Because it was a very rare case, LN metastasis from an unknown origin might be possible. For this reason we performed various immunohistochemistry procedures in two different histological foci of the primary tumor and metastatic LN, finding that metastasis had originated from a moderately differentiated focus.

Endoscopic ultrasound (EUS)-guided fine-needle aspiration (FNA) is reported to show high sensitivity and specificity in patients with lymphadenopathy suspected of recurrent malignancy [10]. Oya et al. confirmed LN metastasis following curative ESD by EUS-guided FNA before the operation [8]. Considering these reports, EUS-guided FNA might have helped to make an early diagnosis in our case.

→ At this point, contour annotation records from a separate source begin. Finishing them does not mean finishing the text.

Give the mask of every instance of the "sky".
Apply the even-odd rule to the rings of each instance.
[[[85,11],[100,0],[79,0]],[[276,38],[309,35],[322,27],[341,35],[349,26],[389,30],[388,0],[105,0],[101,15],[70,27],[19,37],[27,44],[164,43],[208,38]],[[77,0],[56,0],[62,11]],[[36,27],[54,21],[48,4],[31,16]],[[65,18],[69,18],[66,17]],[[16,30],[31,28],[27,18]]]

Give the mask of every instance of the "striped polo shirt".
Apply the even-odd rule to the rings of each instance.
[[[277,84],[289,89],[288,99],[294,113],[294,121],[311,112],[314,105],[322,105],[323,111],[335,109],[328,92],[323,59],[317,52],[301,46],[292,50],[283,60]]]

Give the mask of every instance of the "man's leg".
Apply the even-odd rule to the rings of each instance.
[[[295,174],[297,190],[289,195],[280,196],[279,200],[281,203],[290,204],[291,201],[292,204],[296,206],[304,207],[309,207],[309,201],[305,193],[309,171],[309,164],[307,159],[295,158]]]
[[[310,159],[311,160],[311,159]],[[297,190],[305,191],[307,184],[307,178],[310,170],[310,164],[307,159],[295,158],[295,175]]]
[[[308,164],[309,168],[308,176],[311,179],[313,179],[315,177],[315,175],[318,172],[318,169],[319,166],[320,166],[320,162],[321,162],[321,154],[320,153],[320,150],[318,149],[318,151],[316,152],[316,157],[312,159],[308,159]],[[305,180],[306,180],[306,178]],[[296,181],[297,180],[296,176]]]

Our case might be a representative one presenting a limitation of ESD in evaluating LN status. To overcome these shortages of ESD, ESD with concurrent LN dissection without gastrectomy or ESD with sentinel LN biopsy has been performed with favorable results [11, 12]. However, those techniques need further studies and follow-up periods for validation.

Although the absolute indication for ER is generally accepted, the preoperative LN status should be thoroughly evaluated, and curative surgery is recommended when LN metastasis is suspected. In addition, surgery should be recommended in case of lymphovascular invasion following ER. Needless to say, careful follow-up is mandatory following ER for even differentiated intramucosal gastric cancer.